Ein wesentlicher Bestandteil des Projektes ist die Qualitätssicherung durch ein sogenanntes Monitoring. Das heißt, dass durch das Festlegen von Meilensteinen zeitliche Abläufe und messbare Ergebnisse nachgewiesen werden müssen, um das Gesamtziel des Projektes zu erreichen.

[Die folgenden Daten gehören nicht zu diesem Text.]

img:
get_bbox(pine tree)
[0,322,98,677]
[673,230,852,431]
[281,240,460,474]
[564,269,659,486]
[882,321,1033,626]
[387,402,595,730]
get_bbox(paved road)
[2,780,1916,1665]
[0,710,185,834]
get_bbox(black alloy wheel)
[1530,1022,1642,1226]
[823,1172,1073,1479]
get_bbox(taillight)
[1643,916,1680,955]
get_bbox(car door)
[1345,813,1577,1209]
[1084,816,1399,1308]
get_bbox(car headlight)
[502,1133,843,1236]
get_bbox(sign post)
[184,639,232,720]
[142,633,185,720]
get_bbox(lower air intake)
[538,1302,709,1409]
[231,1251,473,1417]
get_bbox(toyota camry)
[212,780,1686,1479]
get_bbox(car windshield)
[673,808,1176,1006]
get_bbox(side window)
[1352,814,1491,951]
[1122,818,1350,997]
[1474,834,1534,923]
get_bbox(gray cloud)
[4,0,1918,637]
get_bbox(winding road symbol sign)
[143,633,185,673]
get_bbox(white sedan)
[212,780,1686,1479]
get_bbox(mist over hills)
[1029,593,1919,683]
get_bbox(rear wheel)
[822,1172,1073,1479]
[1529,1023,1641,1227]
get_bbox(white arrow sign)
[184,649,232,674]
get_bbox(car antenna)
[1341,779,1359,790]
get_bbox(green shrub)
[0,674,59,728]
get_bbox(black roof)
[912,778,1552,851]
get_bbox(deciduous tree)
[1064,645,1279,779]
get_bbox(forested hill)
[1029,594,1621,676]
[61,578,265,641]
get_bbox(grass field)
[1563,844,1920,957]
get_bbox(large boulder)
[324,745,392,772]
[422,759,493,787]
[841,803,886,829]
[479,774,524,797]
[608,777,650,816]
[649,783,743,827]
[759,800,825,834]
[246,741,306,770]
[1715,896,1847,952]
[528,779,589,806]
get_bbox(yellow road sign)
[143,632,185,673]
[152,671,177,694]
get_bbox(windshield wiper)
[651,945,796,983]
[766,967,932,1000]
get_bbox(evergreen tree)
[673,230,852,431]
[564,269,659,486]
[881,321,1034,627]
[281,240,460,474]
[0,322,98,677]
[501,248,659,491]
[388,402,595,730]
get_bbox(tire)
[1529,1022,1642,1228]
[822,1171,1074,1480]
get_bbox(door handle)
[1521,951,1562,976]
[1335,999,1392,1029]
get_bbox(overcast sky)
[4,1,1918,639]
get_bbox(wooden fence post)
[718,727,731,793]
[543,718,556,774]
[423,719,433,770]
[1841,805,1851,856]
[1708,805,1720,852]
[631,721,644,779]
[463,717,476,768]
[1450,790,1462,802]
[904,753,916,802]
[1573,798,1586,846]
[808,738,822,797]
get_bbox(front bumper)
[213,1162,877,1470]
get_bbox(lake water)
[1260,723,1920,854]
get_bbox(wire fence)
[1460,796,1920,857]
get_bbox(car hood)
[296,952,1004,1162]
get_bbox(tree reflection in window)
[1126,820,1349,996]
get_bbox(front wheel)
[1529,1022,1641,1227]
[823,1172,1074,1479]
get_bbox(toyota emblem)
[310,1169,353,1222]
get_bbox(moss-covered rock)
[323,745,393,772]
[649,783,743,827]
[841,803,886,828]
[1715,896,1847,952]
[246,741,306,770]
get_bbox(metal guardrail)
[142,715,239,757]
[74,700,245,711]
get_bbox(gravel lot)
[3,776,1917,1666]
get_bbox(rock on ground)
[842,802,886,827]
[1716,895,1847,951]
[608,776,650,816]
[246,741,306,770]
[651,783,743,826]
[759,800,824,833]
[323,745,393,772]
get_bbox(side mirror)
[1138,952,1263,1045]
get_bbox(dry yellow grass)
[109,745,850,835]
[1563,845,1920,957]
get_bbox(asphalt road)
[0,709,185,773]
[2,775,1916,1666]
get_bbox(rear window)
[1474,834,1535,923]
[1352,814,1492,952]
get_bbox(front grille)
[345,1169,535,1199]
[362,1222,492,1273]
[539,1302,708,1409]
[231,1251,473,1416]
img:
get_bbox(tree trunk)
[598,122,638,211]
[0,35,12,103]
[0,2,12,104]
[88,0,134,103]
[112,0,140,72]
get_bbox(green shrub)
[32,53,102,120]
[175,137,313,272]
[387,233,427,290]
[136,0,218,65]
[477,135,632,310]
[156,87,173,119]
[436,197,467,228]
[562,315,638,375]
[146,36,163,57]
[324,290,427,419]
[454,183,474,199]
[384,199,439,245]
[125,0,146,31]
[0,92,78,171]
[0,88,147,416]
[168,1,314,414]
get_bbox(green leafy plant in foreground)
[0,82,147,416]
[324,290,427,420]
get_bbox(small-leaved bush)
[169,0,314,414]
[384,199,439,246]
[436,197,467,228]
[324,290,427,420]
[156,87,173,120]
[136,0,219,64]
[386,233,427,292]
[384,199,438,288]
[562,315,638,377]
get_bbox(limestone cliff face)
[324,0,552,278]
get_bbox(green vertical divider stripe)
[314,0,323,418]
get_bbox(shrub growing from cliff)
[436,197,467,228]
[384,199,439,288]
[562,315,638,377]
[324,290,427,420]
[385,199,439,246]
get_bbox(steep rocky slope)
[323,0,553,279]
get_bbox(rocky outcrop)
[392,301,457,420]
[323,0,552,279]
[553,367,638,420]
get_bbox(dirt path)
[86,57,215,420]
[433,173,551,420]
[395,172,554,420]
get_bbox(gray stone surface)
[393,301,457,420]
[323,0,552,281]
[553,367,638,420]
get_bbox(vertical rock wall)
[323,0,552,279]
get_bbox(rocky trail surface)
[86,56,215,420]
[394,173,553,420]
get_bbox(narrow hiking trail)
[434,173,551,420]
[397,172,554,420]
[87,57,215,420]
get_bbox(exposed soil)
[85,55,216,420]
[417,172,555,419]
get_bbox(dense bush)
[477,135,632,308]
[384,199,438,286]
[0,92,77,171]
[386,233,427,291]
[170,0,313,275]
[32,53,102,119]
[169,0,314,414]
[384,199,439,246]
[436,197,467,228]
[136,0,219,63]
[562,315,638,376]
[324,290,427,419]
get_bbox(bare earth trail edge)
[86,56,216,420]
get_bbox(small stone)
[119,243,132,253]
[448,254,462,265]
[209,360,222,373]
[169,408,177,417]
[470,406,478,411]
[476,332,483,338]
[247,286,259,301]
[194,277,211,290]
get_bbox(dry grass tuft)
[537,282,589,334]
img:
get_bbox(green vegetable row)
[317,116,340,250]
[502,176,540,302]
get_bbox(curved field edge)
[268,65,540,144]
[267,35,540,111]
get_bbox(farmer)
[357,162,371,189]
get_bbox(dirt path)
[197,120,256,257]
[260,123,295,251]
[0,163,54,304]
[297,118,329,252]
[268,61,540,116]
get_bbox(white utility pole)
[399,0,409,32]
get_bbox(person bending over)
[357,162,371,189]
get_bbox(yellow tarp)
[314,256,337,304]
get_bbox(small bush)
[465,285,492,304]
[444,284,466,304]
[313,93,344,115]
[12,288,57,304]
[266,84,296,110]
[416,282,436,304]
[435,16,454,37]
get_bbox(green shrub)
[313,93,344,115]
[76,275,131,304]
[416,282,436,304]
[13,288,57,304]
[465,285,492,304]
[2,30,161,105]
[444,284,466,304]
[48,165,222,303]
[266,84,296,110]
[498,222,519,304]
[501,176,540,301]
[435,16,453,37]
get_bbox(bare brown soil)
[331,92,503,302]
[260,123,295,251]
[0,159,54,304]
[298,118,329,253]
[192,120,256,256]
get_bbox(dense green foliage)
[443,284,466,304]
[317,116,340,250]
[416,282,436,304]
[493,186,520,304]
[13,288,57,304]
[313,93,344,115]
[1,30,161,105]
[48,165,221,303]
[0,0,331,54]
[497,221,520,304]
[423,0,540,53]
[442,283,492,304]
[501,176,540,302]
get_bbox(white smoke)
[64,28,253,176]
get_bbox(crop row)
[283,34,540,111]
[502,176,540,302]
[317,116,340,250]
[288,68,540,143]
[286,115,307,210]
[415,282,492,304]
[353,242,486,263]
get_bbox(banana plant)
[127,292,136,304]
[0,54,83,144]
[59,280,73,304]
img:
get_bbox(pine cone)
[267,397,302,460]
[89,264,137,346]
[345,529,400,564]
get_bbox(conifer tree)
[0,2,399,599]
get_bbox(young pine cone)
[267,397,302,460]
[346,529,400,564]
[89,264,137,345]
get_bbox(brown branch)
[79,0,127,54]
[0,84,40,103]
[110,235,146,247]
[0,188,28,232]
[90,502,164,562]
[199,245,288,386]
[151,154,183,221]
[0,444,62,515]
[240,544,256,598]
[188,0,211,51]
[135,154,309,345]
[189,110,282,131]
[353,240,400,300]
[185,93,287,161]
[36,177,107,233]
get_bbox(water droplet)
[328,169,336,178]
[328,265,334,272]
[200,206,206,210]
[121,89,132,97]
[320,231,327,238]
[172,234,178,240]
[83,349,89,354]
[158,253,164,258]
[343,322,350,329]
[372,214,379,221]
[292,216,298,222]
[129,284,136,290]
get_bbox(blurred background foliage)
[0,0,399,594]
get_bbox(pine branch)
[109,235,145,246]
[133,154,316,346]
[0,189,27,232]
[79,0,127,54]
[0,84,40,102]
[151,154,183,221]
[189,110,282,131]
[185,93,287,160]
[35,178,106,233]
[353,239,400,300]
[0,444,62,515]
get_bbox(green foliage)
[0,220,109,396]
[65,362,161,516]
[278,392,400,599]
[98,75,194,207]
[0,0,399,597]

Auf diese Weise sollen Qualitätsanforderungen sichergestellt und erfüllt werden.

Detailliertere Informationen und Möglichkeiten für Träger zur Teilnahme am Projekt gibt es auf der Internetseite der Regionalen Koordination der Landeshauptstadt Magdeburg unter „Aktive Eingliederung“.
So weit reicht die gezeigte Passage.